Now the eleventh and twelfth hoaxes shows a terracotta figurine and a piece of broken pottery depicting what Woetzel claims to be a "clear" representation of a Stegosaurus because to Woetzel, the small 18cm long figurine is
"…shaped remarkably like a dinosaur with plates on its back. The plates are triangular, and continue along the back until reaching the tail. In the view from above [in the right photo] the object reveals a strange curving of the plates, as if the animal had been represented in motion on the land. The legs are large and awkward, as if carrying great weight, not at all like those of a lizard."
The figurine and the pottery piece represents not a dang thing of what Woetzel claims. In fact, the figurine and the pottery piece, which doesn't look broken, looks a lot like a modern toy one can make at home or in shop class in school, with real stumpy legs, a neck and upper back that's bare of plates and a row of pointed spikes stretching from just its middle back and tail.
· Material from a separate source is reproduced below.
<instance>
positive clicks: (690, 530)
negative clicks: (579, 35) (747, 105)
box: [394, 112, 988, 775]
Stegosaurus is full-erect quadruped dinosaur with a double row of triangular shaped plates that are arrange in a zig-zag pattern and stretches all the way from neck to tail and are attached to the skin, not to the bone. While the figurine completely lack spikes at the tail tip, Stegosaurus bears 4 spikes that can be used as a formidable weapon against its enemies. It has a bony pouch underneath its throat to protect it from being bitten by the likes of Ceratosaurus and a very narrow pointed skull with a brain as big as a walnut and a beak in front of its mouth. Apparently the toy and the plaque has none of those features. Obviously, the 2 hoaxes are all done up out of complete ignorance of the fact that the remains of Stegosaurus have only been found in North America and nowhere else.